Estimation of an Inventory-theoretic Model of Mode Choice in Freight Transport



Estimation of an Inventory-theoretic Model of Mode Choice in Freight Transport

Authors

R Lloret-Batlle, Technical University of Catalonia, CENIT, ES; F Combes, Universite Paris-Est, LVM, FR

Description

Two freight mode choice models inspired by inventory theory are designed and estimated with the French ECHO shipment survey.

Abstract

Shipment size is a fundamental decision variable in freight transport; however, it is often not included in freight transport models. One option to make it explicit is to rely on optimal shipment size models from inventory theory. One of the simplest, the classic Economic Order Quantity (EOQ) model, was recently assessed econometrically for a large and heterogeneous population of firms, using the French shipment database ECHO. The advantage of this model is that it can be included easily within a mode choice framework.

The objective of this paper is to examine how a mode choice model can be designed with the EOQ model at its basis. This is done in two ways. First, a mode choice model is designed on the basis of the EOQ model. Shipment size is not explicit, but the decision of shippers is assumed to be based on a total logistic cost function in which shipment size is endogenous. Then, a two-step modal choice/shipment size model is examined on an exploratory basis, in order to improve the estimation of the previous model. Both models are estimated with the ECHO database.

The first mode choice model is a multinomial logit model, where each mode is characterised by its total logistic cost function. The shape of the total logistic cost function is deduced from the theoretical EOQ model. The explanatory variables are the commodity value density, the total commodity flow between the shipper and the receiver, the distance between the origin and the destination, and some variables related to the nature of the commodities. The explained variable is the main transport mode. It should be noted that the description of the transport supply is minimal: travel times and costs are not used. The model is thus essentially demand-oriented, and even logistics-oriented. It is estimated on the ECHO data with a satisfying fit, but the heavy land modes (rail, combined transportation, and inland waterways) are significantly underpredicted.

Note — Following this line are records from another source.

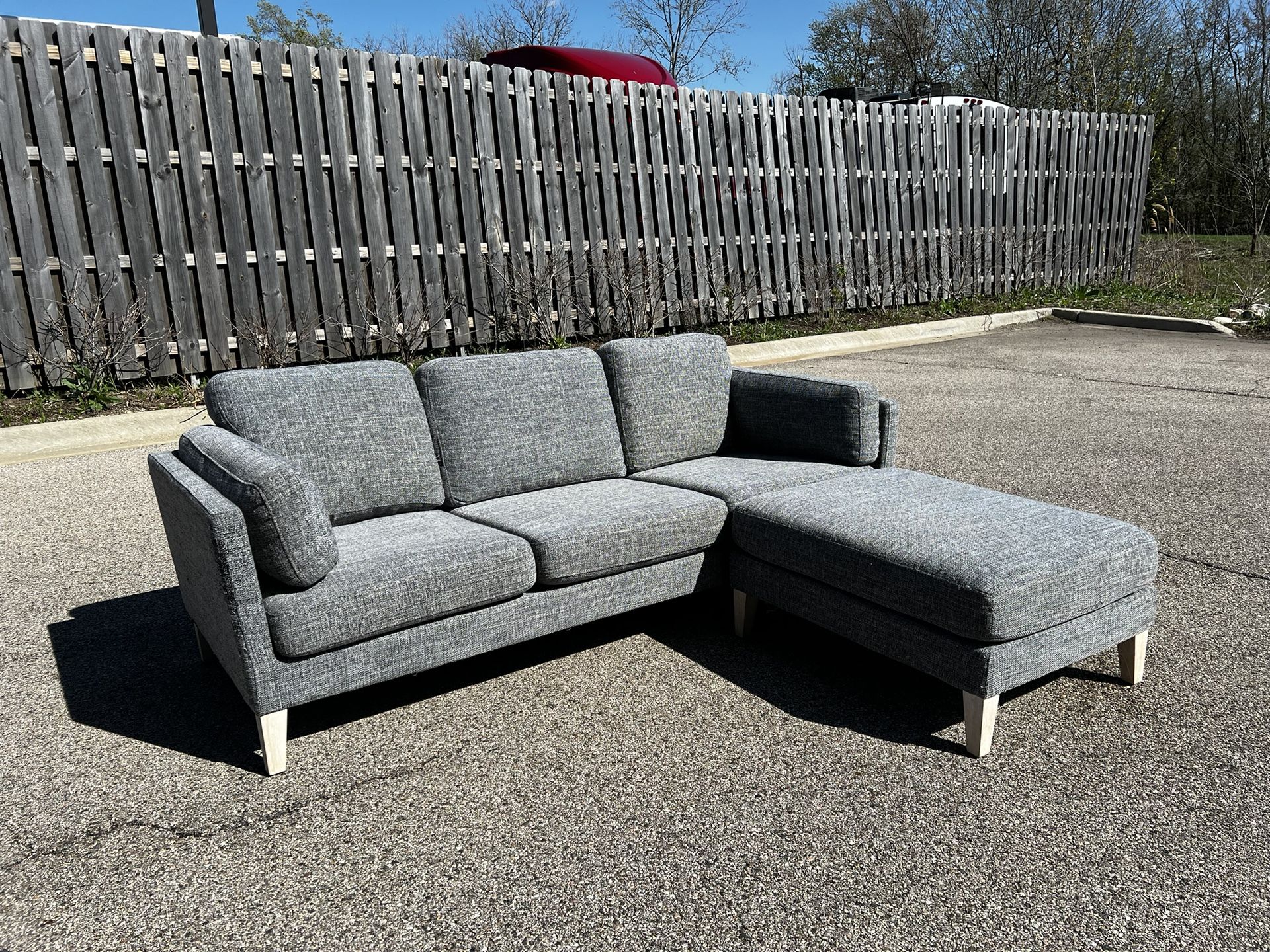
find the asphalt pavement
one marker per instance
(650, 782)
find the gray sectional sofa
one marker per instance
(345, 524)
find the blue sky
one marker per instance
(773, 26)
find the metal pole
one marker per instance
(207, 18)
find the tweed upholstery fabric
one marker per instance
(982, 668)
(981, 564)
(888, 427)
(671, 397)
(286, 518)
(808, 418)
(597, 528)
(398, 571)
(356, 429)
(220, 589)
(737, 477)
(515, 423)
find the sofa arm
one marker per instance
(218, 576)
(888, 422)
(804, 416)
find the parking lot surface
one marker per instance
(650, 782)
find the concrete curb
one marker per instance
(1148, 321)
(48, 441)
(876, 339)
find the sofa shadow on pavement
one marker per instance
(130, 666)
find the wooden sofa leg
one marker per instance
(273, 740)
(205, 651)
(1133, 658)
(981, 717)
(745, 610)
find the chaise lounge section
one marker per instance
(346, 524)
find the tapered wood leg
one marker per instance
(205, 651)
(981, 717)
(273, 740)
(745, 610)
(1133, 658)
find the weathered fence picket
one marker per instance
(222, 204)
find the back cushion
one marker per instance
(286, 521)
(356, 429)
(810, 418)
(513, 423)
(671, 395)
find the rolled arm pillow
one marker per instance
(285, 514)
(812, 418)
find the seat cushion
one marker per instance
(981, 564)
(397, 571)
(671, 397)
(599, 528)
(737, 477)
(285, 516)
(810, 418)
(515, 423)
(356, 429)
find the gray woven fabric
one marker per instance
(513, 423)
(671, 395)
(597, 528)
(219, 588)
(356, 429)
(981, 564)
(888, 427)
(286, 518)
(734, 479)
(808, 418)
(984, 669)
(398, 571)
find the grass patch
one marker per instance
(64, 404)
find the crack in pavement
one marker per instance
(1193, 560)
(71, 844)
(1068, 376)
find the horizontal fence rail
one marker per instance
(187, 204)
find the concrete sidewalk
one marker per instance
(651, 782)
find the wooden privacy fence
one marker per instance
(208, 202)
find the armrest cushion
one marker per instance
(804, 416)
(285, 514)
(218, 575)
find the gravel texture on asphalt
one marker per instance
(650, 782)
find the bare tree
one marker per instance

This lack of accuracy is assumed to stem from the lack of vehicle capacity constraints in the model. To address this shortcoming, an exploratory mode choice and shipment size model is investigated. Based on an existing methodology, shipment size is first predicted along an EOQ model but without knowing the transport mode; then the difference between this shipment size and the per-mode average shipment sizes is introduced in the utility function of each mode, penalizing those where the difference is bigger. With this model, the prediction for heavy modes is increased substantially. Overall, the predicted market shares of all modes are closer to the observed ones.

In conclusion, this study shows that inventory theory and comprehensive shipment databases are a potentially very fruitful direction to improve freight transport mode choice modelling. The results obtained are encouraging, considering that almost none transport supply data are used in the model. A combination of good shipper-related data with good transport supply data (particularly concerning travel time, travel time reliability, frequency, capacity constraints) would certainly improve the models estimated in this section greatly. Improved specifications would also be useful, especially regarding the inclusion of vehicle capacity constraints.